Health News Review

Several noteworthy articles in journals today.

In JAMA, a breast cancer specialist, a prostate cancer specialist, and an esophogeal cancer specialist co-authored a Viewpoint article, “Overdiagnosis and Overtreatment in Cancer: An Opportunity for Improvement.” Excerpt:

“In March 2012, the National Cancer Institute convened a meeting to evaluate the problem of “overdiagnosis,” which occurs when tumors are detected that, if left unattended, would not become clinically apparent or cause death. Overdiagnosis, if not recognized, generally leads to overtreatment. This Viewpoint summarizes the recommendations from a working group formed to develop a strategy to improve the current approach to cancer screening and prevention.

Periodic screening programs have the potential to identify a reservoir of indolent tumors. However, cancer is still perceived as a diagnosis with lethal consequences if left untreated.

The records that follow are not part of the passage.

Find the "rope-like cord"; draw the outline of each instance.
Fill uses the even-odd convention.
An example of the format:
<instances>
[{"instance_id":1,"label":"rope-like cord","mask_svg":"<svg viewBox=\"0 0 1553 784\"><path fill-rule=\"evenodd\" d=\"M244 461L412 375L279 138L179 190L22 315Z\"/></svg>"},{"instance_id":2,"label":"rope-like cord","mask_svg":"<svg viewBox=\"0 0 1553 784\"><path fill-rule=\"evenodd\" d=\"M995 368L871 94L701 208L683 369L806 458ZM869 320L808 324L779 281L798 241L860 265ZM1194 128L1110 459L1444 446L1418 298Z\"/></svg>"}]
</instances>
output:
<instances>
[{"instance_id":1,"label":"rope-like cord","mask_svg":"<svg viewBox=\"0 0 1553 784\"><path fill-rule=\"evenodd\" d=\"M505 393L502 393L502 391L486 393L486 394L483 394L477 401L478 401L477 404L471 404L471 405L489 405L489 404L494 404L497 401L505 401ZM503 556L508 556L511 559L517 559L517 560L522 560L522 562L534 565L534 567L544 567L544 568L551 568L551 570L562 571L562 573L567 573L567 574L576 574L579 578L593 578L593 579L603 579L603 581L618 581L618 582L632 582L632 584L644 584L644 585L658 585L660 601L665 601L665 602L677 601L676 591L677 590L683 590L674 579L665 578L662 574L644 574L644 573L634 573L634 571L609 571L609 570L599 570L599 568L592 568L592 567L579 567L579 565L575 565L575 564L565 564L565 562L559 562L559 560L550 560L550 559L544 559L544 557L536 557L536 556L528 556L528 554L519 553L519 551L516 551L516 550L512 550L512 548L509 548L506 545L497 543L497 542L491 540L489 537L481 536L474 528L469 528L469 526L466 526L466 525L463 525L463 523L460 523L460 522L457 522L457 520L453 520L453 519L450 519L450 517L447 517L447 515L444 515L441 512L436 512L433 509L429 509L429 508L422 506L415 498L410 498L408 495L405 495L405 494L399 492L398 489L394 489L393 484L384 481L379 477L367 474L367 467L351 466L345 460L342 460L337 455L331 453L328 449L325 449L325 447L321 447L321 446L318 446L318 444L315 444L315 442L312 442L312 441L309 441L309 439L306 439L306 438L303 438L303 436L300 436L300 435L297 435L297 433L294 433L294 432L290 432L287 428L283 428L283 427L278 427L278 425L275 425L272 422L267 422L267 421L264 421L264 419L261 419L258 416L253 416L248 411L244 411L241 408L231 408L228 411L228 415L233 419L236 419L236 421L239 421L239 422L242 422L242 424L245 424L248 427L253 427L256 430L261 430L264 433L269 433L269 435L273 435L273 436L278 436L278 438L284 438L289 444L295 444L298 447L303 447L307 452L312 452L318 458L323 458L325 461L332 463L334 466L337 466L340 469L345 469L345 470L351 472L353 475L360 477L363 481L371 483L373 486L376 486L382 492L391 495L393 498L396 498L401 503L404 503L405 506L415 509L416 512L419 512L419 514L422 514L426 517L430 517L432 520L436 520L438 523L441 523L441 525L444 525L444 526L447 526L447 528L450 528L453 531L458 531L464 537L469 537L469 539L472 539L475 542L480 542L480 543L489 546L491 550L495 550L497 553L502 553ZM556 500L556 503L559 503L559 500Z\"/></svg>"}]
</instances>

An ideal screening intervention focuses on detection of disease that will ultimately cause harm, that is more likely to be cured if detected early, and for which curative treatments are more effective in early-stage disease. Going forward, the ability to design better screening programs will depend on the ability to better characterize the biology of the disease detected and to use disease dynamics (behavior over time) and molecular diagnostics that determine whether cancer will be aggressive or indolent to avoid overtreatment. Understanding the biology of individual cancers is necessary to optimize early detection programs and tailor treatments accordingly. The following recommendations were made to the National Cancer Institute for consideration and dissemination.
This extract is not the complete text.